次男の兄は大地の障壁を張るが、魔獣の一撃で粉々に砕け散った。二人とも血を流し、地面に這いつくばっている。

「ガァァァァオオオオ!」

魔獣が大きく口を開け、兄たちを文字通り「喰らう」ために狂暴な一撃を振り下ろした。

誰もが諦め、目を背けたその瞬間。

キィィィィィン――!!

鋭い金属音が戦場に響き渡った。

「なっ……何だと!?」

兄たちが目を開けると、そこには、ボロボロの作業着を着た俺が、一本の透明な細剣で魔獣の巨体を受け止めている姿があった。

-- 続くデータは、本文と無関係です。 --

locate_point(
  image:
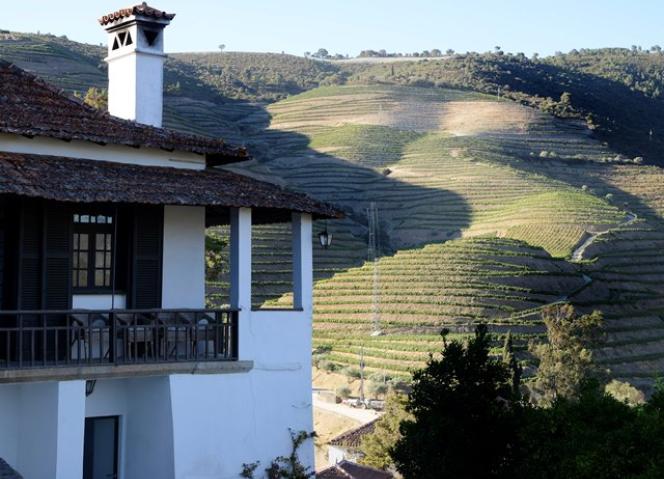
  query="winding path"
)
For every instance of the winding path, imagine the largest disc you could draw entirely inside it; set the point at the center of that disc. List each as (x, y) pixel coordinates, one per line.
(577, 254)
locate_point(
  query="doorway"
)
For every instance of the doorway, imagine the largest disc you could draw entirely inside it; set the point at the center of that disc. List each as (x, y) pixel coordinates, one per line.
(100, 452)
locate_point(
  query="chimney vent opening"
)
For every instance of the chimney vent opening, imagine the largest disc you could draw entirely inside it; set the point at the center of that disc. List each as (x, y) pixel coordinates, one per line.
(151, 36)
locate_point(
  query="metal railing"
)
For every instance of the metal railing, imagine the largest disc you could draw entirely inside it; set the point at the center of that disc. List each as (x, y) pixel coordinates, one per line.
(44, 339)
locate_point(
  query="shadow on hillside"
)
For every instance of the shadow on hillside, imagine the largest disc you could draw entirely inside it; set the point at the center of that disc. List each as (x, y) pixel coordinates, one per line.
(582, 174)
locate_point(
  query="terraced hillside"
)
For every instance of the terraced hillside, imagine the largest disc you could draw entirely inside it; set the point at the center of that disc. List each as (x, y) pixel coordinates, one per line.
(482, 205)
(486, 209)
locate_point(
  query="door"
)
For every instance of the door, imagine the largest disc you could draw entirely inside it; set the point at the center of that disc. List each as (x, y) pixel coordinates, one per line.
(100, 454)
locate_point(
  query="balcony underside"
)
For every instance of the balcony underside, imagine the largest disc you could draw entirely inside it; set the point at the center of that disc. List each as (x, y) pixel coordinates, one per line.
(82, 344)
(109, 371)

「アルス!? なぜお前が……逃げろ、その鉄くずの力じゃ一瞬で肉塊にされるぞ!」

兄が叫ぶ。だが、俺は不敵に笑った。

「兄さん、よく見ておきなよ。あんたたちがゴミだと笑った、この錆の力を」

俺は魔力を全開にした。両手から立ち上る、濃厚な赤茶色の霧。それが津波となって、魔獣の巨体を包み込んでいく。

「グルゥ!? ガァァァア!」

魔獣が苦しみに身をよじる。魔獣の武器である『絶対に砕けない岩石の鎧』が、みるみるうちに茶色く変色し、ボロボロと崩れ落ちていくのだ。

「そんな……あの魔獣の皮膚は、どんな魔法も通さないダイヤモンド並みの硬度のはずだぞ!?」

「硬ければ硬いほど、不純物が多いのさ」

俺は冷静に魔力を操作する。

魔獣の皮膚を構成する鉱物成分を、超高速で『酸化・風化』させる。数百年かけて風化するはずの岩石の寿命を、俺の魔力がわずか数秒で使い切らせたのだ。

鎧を完全に失い、柔らかい肉質が剥き出しになった魔獣が怯え、後退りする。

「これで終わりだ」

俺は自作の純鉄の細剣を引き抜き、魔力を注ぎ込んだ。

剣の表面に、青白い超高熱のプラズマが帯びる。『酸化』とはすなわち化学発熱。その熱量を一本の刃に集中させ、限界まで熱を爆発させる。

「ハズレ属性の、底力を見せてやる! ――『錆界・一閃さびかい・いっせん』!」

閃光が走った。

一瞬の後、魔獣の巨体は真っ二つに裂け、切り口からボロボロの灰となって崩れ落ち、サラサラと風に吹かれて消えていった。

静寂が村を包み込む。

呆然と立ち尽くす兄たちと、恐怖で腰を抜かした神官たち。

俺は剣をサヤに収め、軽く息を吐いた。

「アルス……お前、本当にあの『錆』の能力なのか……?」

長男の兄が、震える声で尋ねる。そこにはかつての蔑みはなく、圧倒的な強者への畏怖だけがあった。

「あぁ。世界を腐らせる、最低のハズレ属性さ」

俺は振り返り、夕日に向かって歩き出した。

「でも、使い方次第で、どんな盾も腐らせ、どんな剣も研ぎ澄ますことができる。前世のサラリーマン時代に学んだんだ。無駄なスキルなんてない。活かせない奴が無能なだけだってね」

この日、一人の「鉄くず」と呼ばれた少年が、世界の常識をひっくり返した。

後に、あらゆる障壁を無に帰し、大陸最強の魔王軍をも一瞬で風化させた伝説の英雄。

『真鍮の魔術師』アルス・レトフォードの冒険は、まだ始まったばかりだ。